Wassermann was in error in supposing that his experiment was a case of natural immunity. It comes entirely within the range of the phenomena of acquired immunity. In fact, the natural immunity of the guinea-pig is only exhibited against a dose 40 times less than that employed by Wassermann. Consequently the control guinea-pigs which received such a huge quantity of the typhoid cocco-bacilli, going beyond 40 times the limit of their natural immunity, require to be preserved from death by the injection of a large quantity of blood serum heated to 60° C. from the normal rabbit.

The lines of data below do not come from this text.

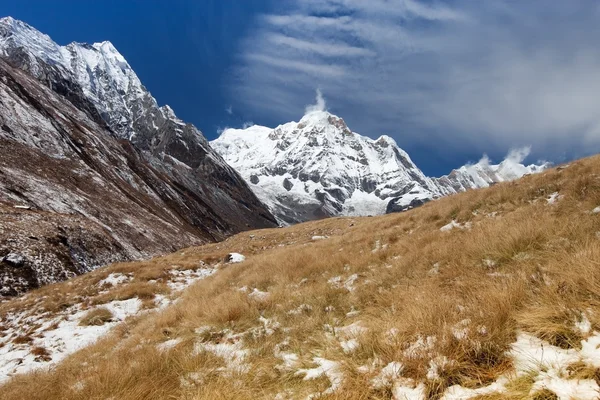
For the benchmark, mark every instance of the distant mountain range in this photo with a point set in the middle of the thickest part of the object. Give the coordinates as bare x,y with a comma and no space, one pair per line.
94,171
319,168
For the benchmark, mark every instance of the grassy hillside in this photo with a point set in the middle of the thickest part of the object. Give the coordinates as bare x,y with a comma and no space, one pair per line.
490,294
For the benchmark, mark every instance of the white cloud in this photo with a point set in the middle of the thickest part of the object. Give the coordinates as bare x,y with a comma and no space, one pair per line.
468,76
320,104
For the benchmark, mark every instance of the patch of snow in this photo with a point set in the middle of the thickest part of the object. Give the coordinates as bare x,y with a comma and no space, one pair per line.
458,392
168,345
330,369
60,337
553,198
315,238
421,347
388,375
231,350
455,225
580,389
406,389
235,258
259,295
114,280
301,309
583,325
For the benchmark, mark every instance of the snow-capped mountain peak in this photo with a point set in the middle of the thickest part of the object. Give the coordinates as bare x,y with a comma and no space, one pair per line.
318,167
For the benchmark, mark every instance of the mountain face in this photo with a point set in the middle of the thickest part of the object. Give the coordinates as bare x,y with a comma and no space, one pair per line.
318,168
105,173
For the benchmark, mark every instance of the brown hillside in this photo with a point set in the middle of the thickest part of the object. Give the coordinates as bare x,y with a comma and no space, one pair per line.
398,306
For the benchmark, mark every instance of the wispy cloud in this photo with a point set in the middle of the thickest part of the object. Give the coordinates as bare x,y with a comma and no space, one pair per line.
320,104
456,75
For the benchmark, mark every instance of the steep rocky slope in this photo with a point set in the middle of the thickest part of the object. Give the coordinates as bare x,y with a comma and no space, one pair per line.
318,167
81,137
489,294
84,198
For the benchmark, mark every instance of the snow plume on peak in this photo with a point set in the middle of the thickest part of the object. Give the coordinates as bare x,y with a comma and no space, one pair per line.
319,106
484,161
519,155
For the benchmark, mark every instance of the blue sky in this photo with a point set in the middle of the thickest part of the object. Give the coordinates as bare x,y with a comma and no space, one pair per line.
449,80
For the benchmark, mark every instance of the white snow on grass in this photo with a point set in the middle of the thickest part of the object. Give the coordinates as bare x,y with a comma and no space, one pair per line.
168,345
406,389
231,350
580,389
235,258
259,295
114,280
180,280
458,392
338,282
330,369
61,336
315,238
388,375
549,367
455,225
553,198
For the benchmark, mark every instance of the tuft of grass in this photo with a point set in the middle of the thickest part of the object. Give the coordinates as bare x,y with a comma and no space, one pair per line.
96,317
423,286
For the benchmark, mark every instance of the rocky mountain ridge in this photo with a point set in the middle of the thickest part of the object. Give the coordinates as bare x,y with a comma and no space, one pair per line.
318,167
111,176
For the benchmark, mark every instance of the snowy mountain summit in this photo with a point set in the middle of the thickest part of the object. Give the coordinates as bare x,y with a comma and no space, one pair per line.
318,167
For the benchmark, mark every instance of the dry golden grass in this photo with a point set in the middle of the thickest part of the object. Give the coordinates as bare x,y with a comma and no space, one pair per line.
524,265
96,317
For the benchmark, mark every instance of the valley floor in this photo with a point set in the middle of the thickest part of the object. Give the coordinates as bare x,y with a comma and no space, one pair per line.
490,294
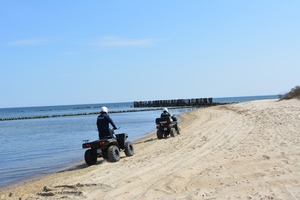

This serum, deprived of its cytase, retains its other properties, by which the organism of the guinea-pig profits, especially exercising a stimulating action on the phagocytes of the guinea-pig. The immunity of Wassermann’s control animals was, then, really an acquired immunity, the result of the introduction into their organism of the stimulating serum of the rabbit. For this reason an analysis of the work of this observer must be postponed until we treat of the phenomena of acquired immunity under the influence of normal serums.

We must, then, persist in the opinion that the plasmas of the normal animal, containing no cytases, cannot play a bactericidal part in natural immunity, a part which devolves upon the cytase contained within the phagocytes.